Jefferson almost begrudged the time he had to spend in Washington to get the Republic going, defined the job of being President as "a splendid misery." He would have rather been at home studying the stars through his telescope, playing the violin and poking in the flower beds. Power and position were duties; they were way stops along the road to the real rewards of life--exploration of the intellectual, spiritual and physical dimensions of this existence.

It is probably a little unfair to hold him up to the men who are panting after the presidency today. But they have asked for it after months of their often unimaginative assaults on our sensibilities. What is striking in the comparative view is that virtually all of the candidates of 1976 have little in their lives beyond the pursuit and possession of power. The requirements of the office and running for it certainly take more of a person's time and energy today than 200 years ago. But the candidates' pursuit has become too singleminded. We get distorted leaders like Lyndon Johnson and Richard Nixon, both men who measure life's meaning in terms of their election successes.
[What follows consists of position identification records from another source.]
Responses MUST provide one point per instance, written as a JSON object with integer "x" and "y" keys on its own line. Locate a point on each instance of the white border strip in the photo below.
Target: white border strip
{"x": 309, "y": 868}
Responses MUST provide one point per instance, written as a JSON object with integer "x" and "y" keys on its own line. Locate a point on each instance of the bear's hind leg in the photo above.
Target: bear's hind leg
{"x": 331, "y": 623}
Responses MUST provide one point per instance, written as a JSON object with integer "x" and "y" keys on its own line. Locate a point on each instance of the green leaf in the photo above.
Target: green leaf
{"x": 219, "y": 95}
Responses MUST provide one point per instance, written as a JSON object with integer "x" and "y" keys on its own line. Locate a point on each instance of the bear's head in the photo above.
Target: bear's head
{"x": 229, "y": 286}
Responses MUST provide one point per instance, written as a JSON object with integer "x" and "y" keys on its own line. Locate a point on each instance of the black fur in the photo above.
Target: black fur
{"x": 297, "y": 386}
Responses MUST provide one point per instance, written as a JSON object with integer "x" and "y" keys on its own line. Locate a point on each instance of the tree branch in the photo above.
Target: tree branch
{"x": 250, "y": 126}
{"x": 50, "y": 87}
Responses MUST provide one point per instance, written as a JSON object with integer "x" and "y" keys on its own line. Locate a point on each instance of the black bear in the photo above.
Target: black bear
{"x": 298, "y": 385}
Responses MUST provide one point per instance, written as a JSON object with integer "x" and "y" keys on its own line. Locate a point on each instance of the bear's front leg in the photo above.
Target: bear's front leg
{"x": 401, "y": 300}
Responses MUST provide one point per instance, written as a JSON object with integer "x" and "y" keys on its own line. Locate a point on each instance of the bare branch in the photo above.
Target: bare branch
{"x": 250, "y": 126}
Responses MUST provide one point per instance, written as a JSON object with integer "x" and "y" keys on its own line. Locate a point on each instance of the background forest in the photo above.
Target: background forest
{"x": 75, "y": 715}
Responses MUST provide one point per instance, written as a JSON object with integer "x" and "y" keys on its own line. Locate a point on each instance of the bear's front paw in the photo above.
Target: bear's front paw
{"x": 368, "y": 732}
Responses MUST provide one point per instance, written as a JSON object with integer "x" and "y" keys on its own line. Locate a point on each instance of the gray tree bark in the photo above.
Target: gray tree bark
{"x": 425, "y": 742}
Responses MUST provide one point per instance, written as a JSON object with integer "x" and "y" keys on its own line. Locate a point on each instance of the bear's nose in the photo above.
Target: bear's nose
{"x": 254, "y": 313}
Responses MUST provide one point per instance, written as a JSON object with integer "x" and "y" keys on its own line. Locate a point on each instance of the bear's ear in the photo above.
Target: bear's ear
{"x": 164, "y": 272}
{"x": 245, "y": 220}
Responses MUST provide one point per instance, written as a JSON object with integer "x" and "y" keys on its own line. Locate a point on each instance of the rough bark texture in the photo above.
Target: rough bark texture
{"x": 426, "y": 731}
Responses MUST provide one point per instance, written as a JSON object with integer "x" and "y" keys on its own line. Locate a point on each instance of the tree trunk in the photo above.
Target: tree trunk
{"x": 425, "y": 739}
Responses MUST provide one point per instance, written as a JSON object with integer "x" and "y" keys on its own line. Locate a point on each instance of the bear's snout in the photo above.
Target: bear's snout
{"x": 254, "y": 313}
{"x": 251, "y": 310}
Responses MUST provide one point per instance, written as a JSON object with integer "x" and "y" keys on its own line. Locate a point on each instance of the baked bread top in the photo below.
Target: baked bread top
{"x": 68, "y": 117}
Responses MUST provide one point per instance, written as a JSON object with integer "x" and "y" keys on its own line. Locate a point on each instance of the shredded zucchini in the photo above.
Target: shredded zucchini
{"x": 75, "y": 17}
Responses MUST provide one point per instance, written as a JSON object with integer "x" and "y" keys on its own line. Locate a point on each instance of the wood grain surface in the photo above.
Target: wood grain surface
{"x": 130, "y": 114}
Before he got in the White House, Gerald Ford's world was largely the House of Representatives and the banquet halls of Republican political rallies. He was gone from home 200 nights a year, which is hardly the Jeffersonian model of family life considered so necessary for a grass-roots society.

The totality of Jimmy Carter's pilgrimage to power is its most remarkable feature. He is a man of many parts, but he has given heart, mind, soul and smile to winning the presidency. He has enlisted wife, children, sister, aunt, mother and sometimes God and Reinhold Niebuhr. There is almost no part of Carter left over for a real laugh. If Scoop Jackson has held a conversation longer than three minutes recently on a subject other than himself and politics, it has not been recorded.

One of the virtues of Ronald Reagan is that every few days he says to hell with campaigning and goes back to his ranch to ride his horses and reminisce about his old movies. (His problems have to do with what he does when he is on the political job.) Hubert Humphrey, by many measures, is at his best when he is in Waverly, Minn., reading and musing about the country's past or trolling for bass in the evening calm. If he could bring himself to announce to the world he loved Waverly so much that he was going to stay there and write and romp with his grandchildren, the clamor for him to be President might be overwhelming. He cannot do that.

Thomas Jefferson, no matter how intense the political battle or how burdensome the presidency, never gave up his other interests. Even while he governed, he thought of improving the plow he had designed, pondered the marvels of ornithology, wrote his ideas about the distillation of sea water and kept up with the new findings in meteorology. The genius of Jefferson's leadership was his insistence on a purpose in life beyond the mere possession and use of power.